In practice, $N$ is unknown and the point of capture-recapture sampling is to estimate $N$. But let’s start with a simpler, but unrealistic, example where there are $N=52$ butterflies, $N_1 = 13$ are tagged and $N_0=52-13 = 39$ are not, and $n=5$ is the size of the second sample.

Explain why it is reasonable to assume that the results of the five individual selections are independent.
Compute $\text{P}(X=0)$.
Compute the probability that the first butterfly selected is tagged but the others are not.
Compute the probability that the last butterfly selected is tagged but the others are not.
Compute $\text{P}(X=1)$.
Compute $\text{P}(X=2)$.
Find the pmf of $X$.
Construct a table, plot, and spinner representing the distribution of $X$.
Make an educated guess for the long run average value of $X$.
How do the results depend on $N_1$ and $N_0$?

A discrete random variable $X$ has a Binomial distribution with parameters $n$, a nonnegative integer, and $p\in[0, 1]$ if its probability mass function is \[\begin{align*} p_{X}(x) & = \binom{n}{x} p^x (1-p)^{n-x}, & x=0, 1, 2, \ldots, n \end{align*}\]
If $X$ has a Binomial($n$, $p$) distribution then \[\begin{align*} \text{Long run average value of $X$} & = np\\ \text{Variance of $X$} & = np(1-p)\\ \text{SD of $X$} & = \sqrt{np(1-p)} \end{align*}\]

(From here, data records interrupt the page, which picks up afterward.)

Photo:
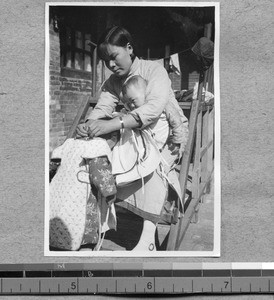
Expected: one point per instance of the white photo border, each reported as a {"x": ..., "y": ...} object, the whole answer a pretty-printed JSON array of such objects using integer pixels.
[{"x": 217, "y": 142}]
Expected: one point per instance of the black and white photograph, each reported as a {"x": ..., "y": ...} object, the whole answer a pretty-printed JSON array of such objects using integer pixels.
[{"x": 132, "y": 135}]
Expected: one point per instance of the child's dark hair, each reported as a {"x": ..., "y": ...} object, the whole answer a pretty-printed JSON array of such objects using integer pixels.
[
  {"x": 116, "y": 36},
  {"x": 135, "y": 80}
]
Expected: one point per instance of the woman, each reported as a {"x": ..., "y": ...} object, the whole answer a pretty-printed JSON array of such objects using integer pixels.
[{"x": 152, "y": 203}]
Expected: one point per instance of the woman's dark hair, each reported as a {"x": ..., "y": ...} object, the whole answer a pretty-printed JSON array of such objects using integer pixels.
[{"x": 116, "y": 36}]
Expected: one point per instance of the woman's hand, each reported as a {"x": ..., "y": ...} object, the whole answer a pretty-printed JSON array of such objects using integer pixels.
[
  {"x": 100, "y": 127},
  {"x": 82, "y": 130}
]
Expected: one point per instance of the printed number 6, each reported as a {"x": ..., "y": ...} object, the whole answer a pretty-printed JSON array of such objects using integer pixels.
[
  {"x": 149, "y": 285},
  {"x": 73, "y": 285}
]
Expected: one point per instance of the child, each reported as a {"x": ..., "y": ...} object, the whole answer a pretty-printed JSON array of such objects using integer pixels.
[{"x": 134, "y": 96}]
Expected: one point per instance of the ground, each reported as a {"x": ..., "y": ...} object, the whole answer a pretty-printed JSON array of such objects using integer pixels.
[{"x": 199, "y": 236}]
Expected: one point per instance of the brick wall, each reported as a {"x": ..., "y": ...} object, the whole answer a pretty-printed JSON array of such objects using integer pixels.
[{"x": 65, "y": 95}]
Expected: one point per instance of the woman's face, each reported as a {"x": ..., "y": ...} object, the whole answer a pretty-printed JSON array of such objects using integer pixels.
[{"x": 118, "y": 59}]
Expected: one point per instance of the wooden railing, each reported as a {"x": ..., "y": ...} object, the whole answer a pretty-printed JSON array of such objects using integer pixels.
[{"x": 199, "y": 148}]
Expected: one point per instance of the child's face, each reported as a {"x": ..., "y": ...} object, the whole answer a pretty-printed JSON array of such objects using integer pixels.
[{"x": 134, "y": 98}]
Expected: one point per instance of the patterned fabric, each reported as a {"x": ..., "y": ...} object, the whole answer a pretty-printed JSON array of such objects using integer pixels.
[
  {"x": 91, "y": 234},
  {"x": 70, "y": 191},
  {"x": 103, "y": 182},
  {"x": 101, "y": 176}
]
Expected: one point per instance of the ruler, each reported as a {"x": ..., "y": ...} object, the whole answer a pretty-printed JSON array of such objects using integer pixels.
[{"x": 136, "y": 278}]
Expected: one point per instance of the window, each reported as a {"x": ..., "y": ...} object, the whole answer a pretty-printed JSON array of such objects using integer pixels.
[{"x": 76, "y": 53}]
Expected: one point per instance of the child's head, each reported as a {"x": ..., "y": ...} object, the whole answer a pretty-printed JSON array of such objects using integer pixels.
[{"x": 134, "y": 92}]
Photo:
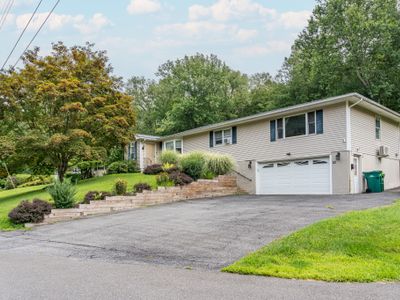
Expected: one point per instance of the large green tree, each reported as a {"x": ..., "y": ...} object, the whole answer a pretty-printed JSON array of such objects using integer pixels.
[
  {"x": 190, "y": 92},
  {"x": 348, "y": 46},
  {"x": 64, "y": 106}
]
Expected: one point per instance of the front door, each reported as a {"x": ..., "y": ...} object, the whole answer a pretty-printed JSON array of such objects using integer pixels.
[{"x": 356, "y": 175}]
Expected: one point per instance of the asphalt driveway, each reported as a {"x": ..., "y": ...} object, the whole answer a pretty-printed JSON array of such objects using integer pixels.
[{"x": 197, "y": 234}]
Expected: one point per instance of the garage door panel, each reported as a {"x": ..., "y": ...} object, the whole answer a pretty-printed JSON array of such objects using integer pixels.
[{"x": 311, "y": 176}]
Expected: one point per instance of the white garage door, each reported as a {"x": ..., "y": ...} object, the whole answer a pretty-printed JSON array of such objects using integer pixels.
[{"x": 309, "y": 176}]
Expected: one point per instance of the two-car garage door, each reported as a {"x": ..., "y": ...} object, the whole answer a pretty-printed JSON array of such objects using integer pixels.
[{"x": 308, "y": 176}]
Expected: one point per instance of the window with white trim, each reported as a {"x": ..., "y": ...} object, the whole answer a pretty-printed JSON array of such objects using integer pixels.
[
  {"x": 223, "y": 136},
  {"x": 378, "y": 127},
  {"x": 174, "y": 145},
  {"x": 297, "y": 125}
]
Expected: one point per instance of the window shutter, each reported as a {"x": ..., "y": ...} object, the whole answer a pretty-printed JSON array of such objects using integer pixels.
[
  {"x": 272, "y": 126},
  {"x": 211, "y": 139},
  {"x": 234, "y": 135},
  {"x": 320, "y": 122}
]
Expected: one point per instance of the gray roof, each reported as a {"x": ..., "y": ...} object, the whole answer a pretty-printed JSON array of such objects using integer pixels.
[
  {"x": 351, "y": 97},
  {"x": 147, "y": 137}
]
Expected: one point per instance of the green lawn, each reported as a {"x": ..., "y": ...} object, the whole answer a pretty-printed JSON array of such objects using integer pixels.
[
  {"x": 10, "y": 198},
  {"x": 361, "y": 246}
]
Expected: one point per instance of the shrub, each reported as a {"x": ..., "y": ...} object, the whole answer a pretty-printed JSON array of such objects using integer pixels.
[
  {"x": 193, "y": 164},
  {"x": 87, "y": 168},
  {"x": 169, "y": 157},
  {"x": 219, "y": 164},
  {"x": 30, "y": 212},
  {"x": 3, "y": 183},
  {"x": 62, "y": 193},
  {"x": 163, "y": 179},
  {"x": 121, "y": 187},
  {"x": 179, "y": 178},
  {"x": 141, "y": 186},
  {"x": 153, "y": 169},
  {"x": 73, "y": 177},
  {"x": 95, "y": 195},
  {"x": 37, "y": 180},
  {"x": 123, "y": 166},
  {"x": 43, "y": 206},
  {"x": 208, "y": 175},
  {"x": 11, "y": 183}
]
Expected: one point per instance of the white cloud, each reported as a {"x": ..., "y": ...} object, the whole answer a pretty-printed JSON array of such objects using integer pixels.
[
  {"x": 224, "y": 10},
  {"x": 246, "y": 34},
  {"x": 268, "y": 48},
  {"x": 94, "y": 24},
  {"x": 209, "y": 30},
  {"x": 10, "y": 19},
  {"x": 58, "y": 21},
  {"x": 295, "y": 19},
  {"x": 143, "y": 6},
  {"x": 192, "y": 28}
]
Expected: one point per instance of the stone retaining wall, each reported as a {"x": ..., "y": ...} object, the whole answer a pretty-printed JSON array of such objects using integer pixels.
[{"x": 221, "y": 186}]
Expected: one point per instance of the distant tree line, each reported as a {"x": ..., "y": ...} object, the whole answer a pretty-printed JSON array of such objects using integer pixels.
[{"x": 347, "y": 46}]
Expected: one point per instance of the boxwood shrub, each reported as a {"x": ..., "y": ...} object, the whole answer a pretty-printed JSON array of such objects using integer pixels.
[
  {"x": 123, "y": 166},
  {"x": 30, "y": 212},
  {"x": 193, "y": 164}
]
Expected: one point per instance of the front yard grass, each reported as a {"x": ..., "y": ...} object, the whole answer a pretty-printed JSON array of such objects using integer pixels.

Imagine a box containing tickets with $p$ representing the proportion of tickets in the box labeled 1 (“success”); the rest are labeled 0 (“failure”). Randomly select $n$ tickets from the box with replacement and let $X$ be the number of tickets in the sample that are labeled 1. Then $X$ has a Binomial($n$, $p$) distribution. Since the tickets are labeled 1 and 0, the random variable $X$ which counts the number of successes is equal to the sum of the 1/0 values on the tickets. If the selections are made with replacement, the draws are independent, so it is enough to just specify the population proportion $p$ without knowing the population size $N$.
The situation in the previous paragraph and the butterfly example involves a sequence of Bernoulli trials.
- There are only two possible outcomes, “success” (1) and “failure” (0), on each trial.
- The unconditional/marginal probability of success is the same on every trial, and equal to $p$
- The trials are independent.
If $X$ counts the number of successes in a fixed number, $n$, of Bernoulli($p$) trials then $X$ has a Binomial($n, p$) distribution.